It was the Susumaniello that first got my attention.
Our friend John Marino asked if we’d be interested in tasting the wines of Aziende Agricole D’Addario. D’Addario produces a range of wines in Puglia, which is a region we want to get to know better. Southern Italy is having a moment as consumers, having “discovered” Sicily and its wines start to probe other regions. That, and the reputation of the winery, were enough to get my attention.
Susumaniello: Old is New
But, as I examined the winery’s listings, it was the Accanto Susumaniello IGT Puglia that made me stop in my tracks. Susumaniello isn’t a wine or wine grape variety that you see very often. An old grape variety, according to Wine Grapes, my standard reference of such things, what little there is of it is planted around Brindisi. Susumaniello is mainly used as a blending grape and 100% Susumaniello wines are pretty rare. I had to try it!
But before we tasted the Susumaniello we had to get some context in terms of what Puglia has to offer, so we made a summer project of cooking meals with fresh garden ingredients to pair with D’Addario’s Casale Ciliani lineup of IGT Puglia and IGP Salento wines, which are priced in the current market “sweet spot” of about $16 (for an IGT Puglia Fiano) to about $22 (for an IGP Salento Primitivo).
Pretty in Puglia Pink
The first wine we tried, a Negroamaro Rosé, really opened our eyes. We make an effort to sample lots of different Rosé wines in the summer months and this was one of the best — maybe the very best — of 2022. A lovely, flavorful wine! Fresh, balanced, and a terrific value, too.
We enjoyed the red wines with variations on spaghetti alla Norma (this was a good year from tomatoes and eggplant in our garden). We found the Negroamaro, Malvasia, and Primitivo wines flavorful and well-balanced, with nice acidity to cut through the richness of the pasta.

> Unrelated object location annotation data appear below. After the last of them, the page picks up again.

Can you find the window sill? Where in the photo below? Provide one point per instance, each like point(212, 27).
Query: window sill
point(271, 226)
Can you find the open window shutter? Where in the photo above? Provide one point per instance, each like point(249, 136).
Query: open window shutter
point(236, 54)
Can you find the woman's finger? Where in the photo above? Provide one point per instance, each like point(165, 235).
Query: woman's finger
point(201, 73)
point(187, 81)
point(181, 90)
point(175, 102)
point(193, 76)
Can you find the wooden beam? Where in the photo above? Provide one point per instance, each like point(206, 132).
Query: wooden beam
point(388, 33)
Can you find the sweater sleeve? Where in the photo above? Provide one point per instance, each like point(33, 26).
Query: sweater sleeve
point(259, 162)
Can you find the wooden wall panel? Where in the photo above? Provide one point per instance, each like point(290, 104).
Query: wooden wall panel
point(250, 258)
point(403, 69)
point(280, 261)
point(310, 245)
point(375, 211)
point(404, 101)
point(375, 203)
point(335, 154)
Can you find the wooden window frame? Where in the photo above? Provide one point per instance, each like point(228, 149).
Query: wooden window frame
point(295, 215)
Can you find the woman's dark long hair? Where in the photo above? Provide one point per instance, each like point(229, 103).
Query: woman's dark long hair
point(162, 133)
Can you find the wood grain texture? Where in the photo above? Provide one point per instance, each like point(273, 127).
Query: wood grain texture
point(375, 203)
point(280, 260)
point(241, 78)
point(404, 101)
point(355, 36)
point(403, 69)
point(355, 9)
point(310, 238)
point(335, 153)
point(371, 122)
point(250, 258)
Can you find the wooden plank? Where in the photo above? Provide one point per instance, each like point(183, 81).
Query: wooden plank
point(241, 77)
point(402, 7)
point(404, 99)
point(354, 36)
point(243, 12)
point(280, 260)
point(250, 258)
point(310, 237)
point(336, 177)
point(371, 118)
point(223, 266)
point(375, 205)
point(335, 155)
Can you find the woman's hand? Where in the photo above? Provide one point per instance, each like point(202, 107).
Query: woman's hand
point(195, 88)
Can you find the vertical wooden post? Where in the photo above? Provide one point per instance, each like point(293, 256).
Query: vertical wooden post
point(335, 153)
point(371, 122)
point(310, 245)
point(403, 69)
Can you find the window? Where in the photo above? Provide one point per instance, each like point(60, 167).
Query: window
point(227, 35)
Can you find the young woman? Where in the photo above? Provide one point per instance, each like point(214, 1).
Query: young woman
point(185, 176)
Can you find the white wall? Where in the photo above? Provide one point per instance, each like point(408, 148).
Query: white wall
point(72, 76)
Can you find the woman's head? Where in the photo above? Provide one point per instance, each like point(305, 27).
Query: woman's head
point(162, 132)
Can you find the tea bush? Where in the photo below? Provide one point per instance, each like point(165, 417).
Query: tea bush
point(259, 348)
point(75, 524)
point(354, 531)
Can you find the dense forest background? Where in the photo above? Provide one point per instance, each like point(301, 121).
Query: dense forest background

Then it was time to move up to the D’Addario premium wine lineup and to finally taste the Susumaniello. And we were not disappointed. It was different, distinct, interesting and delicious. Worth waiting for, to be sure.
But, it turns out that the Susumaniello wasn’t our final destination. This wine opened the door for us to the range of D’Addario wines at the next level, priced from about $27 to $40 dollars. And, although we are still working our way through this part of the line-up, I have to say we are impressed.
A Stunning Primitivo
The Vignalesta Primitivo di Manduria DOC, for example, was just stunning, with a finish that went on forever. What amazing wines these are, waiting to be discovered by wine enthusiasts who look beyond Italy’s “usual suspect” regions.
I asked winemaker Leonetta D’Addario to tell me the winery’s story. Well, she wrote, it began more than 100 years ago with her great-grandfather.
” At that time my family was involved in three main activities: the production of artisanal pottery from the famous Grottaglie area, trade, and agriculture. We owned fruit trees lands and we were mainly producing bulk wine. When my grandfather became a young man, in the early 1960s, also due to what it is known as the “Italian economic miracle”, he soon became one of the most important car dealers in Italy, while the other part of the family was still managing the land and producing wine.”
Focus on Old Vines
Choosing her own path, Leonetta was drawn to the land more than the auto business. Realizing that the family’s old-vine vineyards were a special resource, the family established the D’Addario winery in 2010. “I graduated at the Università degli Studi di Milano in Viticulture and Enology in 2016, writing a thesis in which I analyzed differences between 8 years old vines and 60 years old vines of Primitivo,” she writes.
Leonetta worked at Epoch Estate Wines in Paso Robles before returning home to Puglia to apply what she had learned to the family estate. “We do have in our staff one of the best winemakers of Italy, Teodosio d’Apolito, she writes. “Since 2015 he has followed the Aziende Agricole D’Addario with our agronomists in the production of our wines.”
The result of this multi-generational journey are the wines that Sue and I have been enjoying. Come for the Susumaniello. Stay for the complete lineup of distinctive, quality wines that over-deliver in every case. And don’t miss that awesome Negroamaro Rosé if you see it!